A node is any type that implements Node<S>:

use async_trait::async_trait;
use synaptic::core::SynapticError;
use synaptic::graph::{Node, NodeOutput, MessageState};
use synaptic::core::Message;

struct GreeterNode;

#[async_trait]
impl Node<MessageState> for GreeterNode {
    async fn process(&self, mut state: MessageState) -> Result<NodeOutput<MessageState>, SynapticError> {
        state.messages.push(Message::ai("Hello! How can I help?"));
        Ok(state.into()) // NodeOutput::State(state)
    }
}

Nodes return NodeOutput<S>, which is an enum:

  • NodeOutput::State(S) -- a regular state update (existing behavior). The From<S> impl lets you write Ok(state.into()).
  • NodeOutput::Command(Command<S>) -- a control flow command (goto, interrupt, fan-out). See Human-in-the-Loop for interrupt examples.

Nodes are Send + Sync, so they can safely hold shared references (e.g., Arc<dyn ChatModel>) and be used across async tasks.

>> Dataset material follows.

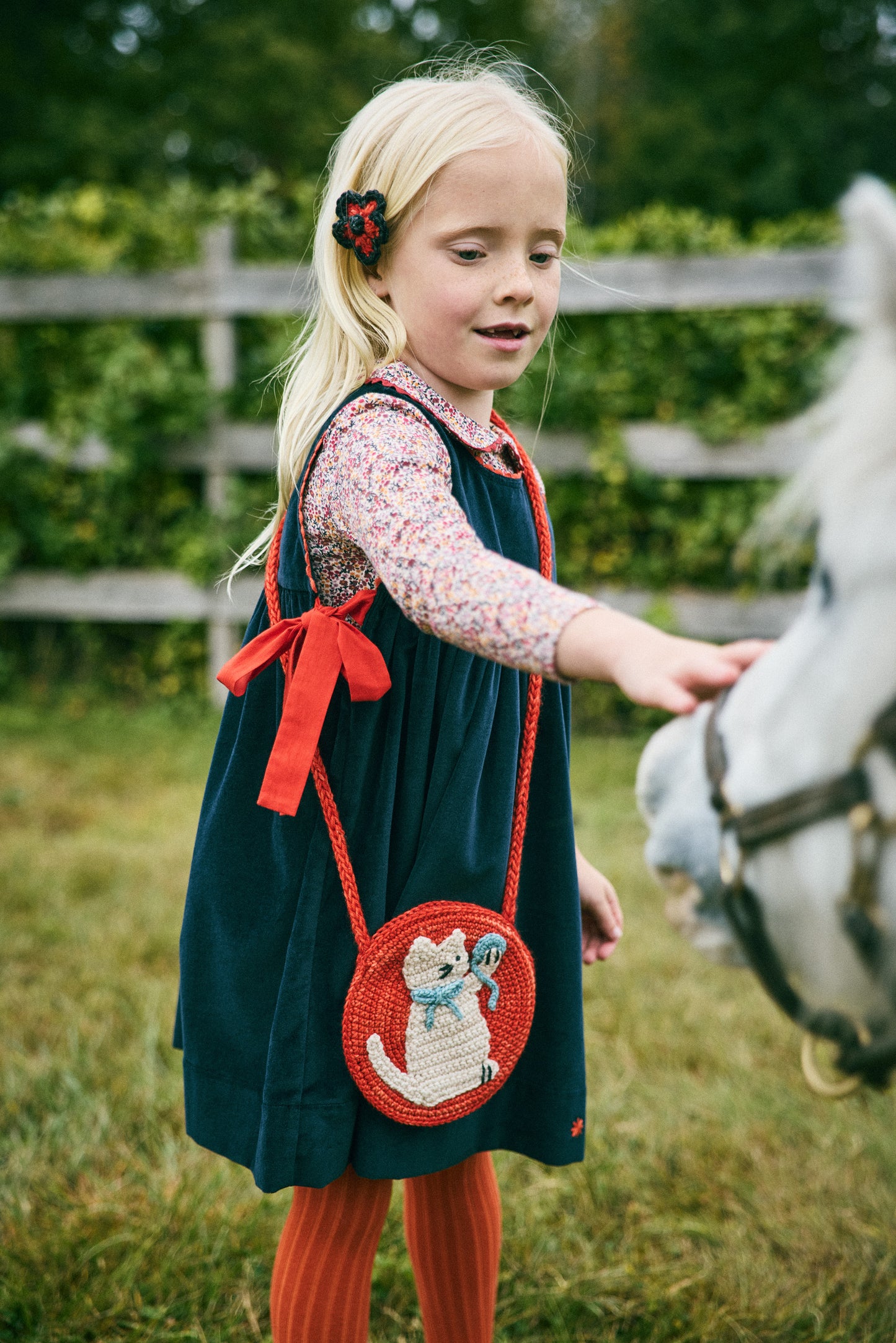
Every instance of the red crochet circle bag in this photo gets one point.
(442, 998)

FnNode -- Closure-based Nodes

For simple logic, FnNode wraps an async closure as a node without defining a separate struct:

use synaptic::graph::{FnNode, MessageState};
use synaptic::core::Message;

let greeter = FnNode::new(|mut state: MessageState| async move {
    state.messages.push(Message::ai("Hello from a closure!"));
    Ok(state.into())
});

FnNode accepts any function with the signature Fn(S) -> Future<Output = Result<NodeOutput<S>, SynapticError>> where S: State.

Adding Nodes to a Graph

Nodes are added to a StateGraph with a string name. The name is used to reference the node in edges and conditional routing:

use synaptic::graph::{StateGraph, FnNode, MessageState, END};
use synaptic::core::Message;

let node_a = FnNode::new(|mut state: MessageState| async move {
    state.messages.push(Message::ai("Step A"));
    Ok(state.into())
});

let node_b = FnNode::new(|mut state: MessageState| async move {
    state.messages.push(Message::ai("Step B"));
    Ok(state.into())
});

let graph = StateGraph::new()
    .add_node("a", node_a)
    .add_node("b", node_b)
    .set_entry_point("a")
    .add_edge("a", "b")
    .add_edge("b", END)
    .compile()?;

Both struct-based nodes (implementing Node<S>) and FnNode closures can be passed to add_node() interchangeably.